Hi there. Nice to see you. It’s been a while, huh?

It feels like it’s been months since my last blog post. Oh, wait. It has been. Three months, in fact.

When I wrote about my reasons for taking a short break, I didn’t anticipate being gone for so long. I figured I’d spend a couple of weeks in the warm glow of rediscovered passion, and then seamlessly drop back into the blogosphere. But a really odd thing happened.

I discovered a new world — an entire new world — that exists outside the borders of my computer screen. A “non virtual world”, shall we say. A world full of conversations you can have with your mouth and ears rather than your fingers and eyes; a world full of images that you can smell and touch and (occasionally) taste without having to click to enlarge; a world full of laughter that actually is out loud and people who don’t click a button to tell you they like you.

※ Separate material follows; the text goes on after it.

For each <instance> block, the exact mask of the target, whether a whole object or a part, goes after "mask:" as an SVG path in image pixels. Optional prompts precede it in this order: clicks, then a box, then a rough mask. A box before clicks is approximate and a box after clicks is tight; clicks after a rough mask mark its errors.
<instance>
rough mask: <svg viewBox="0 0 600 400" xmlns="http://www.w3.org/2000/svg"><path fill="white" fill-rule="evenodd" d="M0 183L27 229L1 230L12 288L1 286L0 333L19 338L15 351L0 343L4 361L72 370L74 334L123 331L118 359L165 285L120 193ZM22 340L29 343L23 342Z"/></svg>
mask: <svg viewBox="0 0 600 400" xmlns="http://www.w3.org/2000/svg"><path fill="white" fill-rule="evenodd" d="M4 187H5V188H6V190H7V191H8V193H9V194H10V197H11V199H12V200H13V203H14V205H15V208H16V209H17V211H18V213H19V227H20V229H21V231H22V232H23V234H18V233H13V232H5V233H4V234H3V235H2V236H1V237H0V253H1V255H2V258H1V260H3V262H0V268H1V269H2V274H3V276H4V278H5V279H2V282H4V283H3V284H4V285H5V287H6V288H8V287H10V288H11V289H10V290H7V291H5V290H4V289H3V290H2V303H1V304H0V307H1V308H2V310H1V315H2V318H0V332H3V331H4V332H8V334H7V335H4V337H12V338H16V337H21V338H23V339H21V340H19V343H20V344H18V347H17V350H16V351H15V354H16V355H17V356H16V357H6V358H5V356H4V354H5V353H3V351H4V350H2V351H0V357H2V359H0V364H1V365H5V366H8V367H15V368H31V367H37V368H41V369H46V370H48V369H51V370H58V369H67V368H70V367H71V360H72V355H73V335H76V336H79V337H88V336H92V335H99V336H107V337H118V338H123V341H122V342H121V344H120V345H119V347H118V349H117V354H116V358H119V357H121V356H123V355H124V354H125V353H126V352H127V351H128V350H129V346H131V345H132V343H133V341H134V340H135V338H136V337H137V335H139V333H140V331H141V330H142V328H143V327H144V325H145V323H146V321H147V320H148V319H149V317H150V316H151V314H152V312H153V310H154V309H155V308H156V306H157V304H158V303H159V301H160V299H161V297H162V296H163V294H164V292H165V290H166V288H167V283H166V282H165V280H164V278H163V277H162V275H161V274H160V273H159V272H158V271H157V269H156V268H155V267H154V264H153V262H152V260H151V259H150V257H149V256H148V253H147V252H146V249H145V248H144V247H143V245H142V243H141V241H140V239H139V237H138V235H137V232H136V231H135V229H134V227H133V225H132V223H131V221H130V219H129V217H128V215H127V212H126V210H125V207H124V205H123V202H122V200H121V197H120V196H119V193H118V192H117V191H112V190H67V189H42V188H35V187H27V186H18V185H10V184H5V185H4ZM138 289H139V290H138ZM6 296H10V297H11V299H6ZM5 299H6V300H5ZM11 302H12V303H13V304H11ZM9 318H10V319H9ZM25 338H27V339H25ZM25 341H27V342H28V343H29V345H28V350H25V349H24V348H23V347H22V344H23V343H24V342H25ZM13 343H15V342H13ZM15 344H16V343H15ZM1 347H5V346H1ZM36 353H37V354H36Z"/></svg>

So instead of taking a break from blogging, I found myself taking a break from the internet. I didn’t check Twitter. I updated Facebook a dozen times in those three months. I checked my email twice a week. I disconnected the wireless cable that used to run between the beeping, flashing, LOLing Overlord in my office and my brain.

And it was good.

Really good.

I thought I’d miss the notifications. “Someone likes your post.” “Someone commented on your post.” “Someone responded to your comment.” “Someone responded to your tweet.” “Someone likes your status update.” “Someone invited you to play a new, improved, and totally-different-we-swear version of Farmville/Superheroes/Words with Friends/whatever.”

But I didn’t.

I thought I’d miss the stats — the obsessive checking and rechecking to see how many page-views my blog has had. “Do they like me today? Was my post good? Am I good? And has anyone found my self-worth lying around?”

But I didn’t.

You know what I missed?

You.

I missed my friends. I missed Kim and Bridget and Ava and Tricia and Stephanie and Katy. I missed Stephen and Emerald and Kay and Brian and Anthony and Ben and Emma and too many other people to list by name. I missed everyone I’ve connected with in the bloggy world, everyone who has read my blog, friended me on Facebook, followed me on Twitter, and invited me to share in their lives by commenting and blogging and connecting with me in a way that wouldn’t be possible in the “non virtual world”, either by dint of distance or time.

I’ve missed you all.

Thank you to those of you who messaged me on Facebook or tweeted me or emailed me to see if I was doing okay. Thank you to those of you who encouraged me to “hurry up and come back, damn you!”. Thank you to those of you who are, after a three month break, still here and reading this.

I’m back now, and I intend to stay around.

So, what have I been doing during my three months away?

I’d like to say that I’ve run a marathon or learned a new skill or even (Gods forbid) finished the first draft of my novel. But I haven’t done any of that. I’ve done something far more fulfilling.

I’ve spent a lot of time with these three wonderful guys.

And you just don’t get better than that, do you?